Scully’s CAREER proposal (Efficient Scheduling for Machine Learning Training and Inference via the Gittins Index) focuses on one of the hidden challenges behind modern artificial intelligence: how to use computing resources more efficiently. As AI systems become larger and more widely used, they require enormous amounts of energy and computing power, both when they are being trained and when they are answering questions or completing tasks. Scully’s research aims to develop new mathematical tools that help computer systems decide how to allocate those resources more effectively, reducing costs and improving performance.
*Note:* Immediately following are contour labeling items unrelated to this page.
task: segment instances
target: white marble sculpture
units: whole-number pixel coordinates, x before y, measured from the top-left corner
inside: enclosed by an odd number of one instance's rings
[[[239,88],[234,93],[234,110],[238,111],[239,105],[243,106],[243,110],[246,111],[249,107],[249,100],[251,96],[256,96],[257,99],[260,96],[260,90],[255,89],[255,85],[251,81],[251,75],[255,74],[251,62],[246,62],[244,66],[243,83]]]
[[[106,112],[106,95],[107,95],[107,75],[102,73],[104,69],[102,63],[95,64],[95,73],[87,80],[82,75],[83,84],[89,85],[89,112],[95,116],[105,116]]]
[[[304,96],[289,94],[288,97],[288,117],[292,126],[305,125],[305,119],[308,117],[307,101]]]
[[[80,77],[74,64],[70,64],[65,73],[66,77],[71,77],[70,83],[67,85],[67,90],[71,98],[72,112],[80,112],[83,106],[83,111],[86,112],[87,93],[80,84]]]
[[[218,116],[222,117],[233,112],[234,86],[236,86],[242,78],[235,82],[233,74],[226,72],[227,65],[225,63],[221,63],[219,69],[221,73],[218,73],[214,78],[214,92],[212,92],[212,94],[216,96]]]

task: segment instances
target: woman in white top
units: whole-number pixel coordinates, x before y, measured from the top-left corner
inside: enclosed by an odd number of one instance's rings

At the center of the project is a concept known as the Gittins index, a mathematical method for deciding how to prioritize tasks when their outcomes are uncertain. Scully will use this approach to improve two key stages of machine learning: training new AI models and running those models in real time. His goal is to create scheduling systems that can make better decisions about which computing jobs should receive priority, helping data centers and AI systems operate faster and more efficiently while consuming less energy.

Shafiee’s CAREER proposal (Robust Learning via Optimal Transport) addresses a growing concern in artificial intelligence: reliability. While AI systems often perform well under controlled conditions, they can make serious mistakes when confronted with unfamiliar situations, changing environments, or deliberately manipulated inputs. Shafiee’s research seeks to make AI systems more robust so that they can continue to perform safely and accurately when conditions differ from those encountered during training.

To accomplish this, Shafiee will develop new mathematical frameworks that help AI systems anticipate and withstand uncertainty. His work combines ideas from optimization, probability, and game theory to model a contest between an AI system and a hypothetical adversary attempting to expose its weaknesses. By better understanding this interaction, Shafiee hopes to create AI methods that are more dependable in high-stakes applications such as healthcare, finance, autonomous vehicles, and national security. The project also aims to provide stronger guarantees that AI systems will behave as expected even when faced with unexpected or challenging real-world conditions.

It is no surprise that all three proposals are focused on AI in one way or another. Research and teaching in the school are adjusting to recognize the ubiquitous role AI has very quickly come to play in society. In addition to research programs like those of Gölz, Scully, and Shafiee, the school has launched a new focused elective – Data, Decisions and AI – that brings together courses in machine learning, reinforcement learning, data mining, causal inference, and ethics, while explicitly connecting them to the core principles of operations research.

David Shmoys, the Laibe/Acheson Professor of Business Management & Leadership Studies, sees this focus on AI as a natural fit. “At its core, operations research is about building quantitative models that guide intelligent decision-making,” Shmoys said. “That process has always involved several interlocking components: defining what ‘better’ means through optimization, modeling uncertainty using probability combined with statistical tools, and developing algorithms to achieve it. 

Those same components now underpin modern AI systems. 

 “When you go under the hood and look at how AI does what it does, the prediction mechanisms, the learning, the reasoning – it’s all using algorithms, methods and models that have been central to the operations research community for decades,” Shmoys said.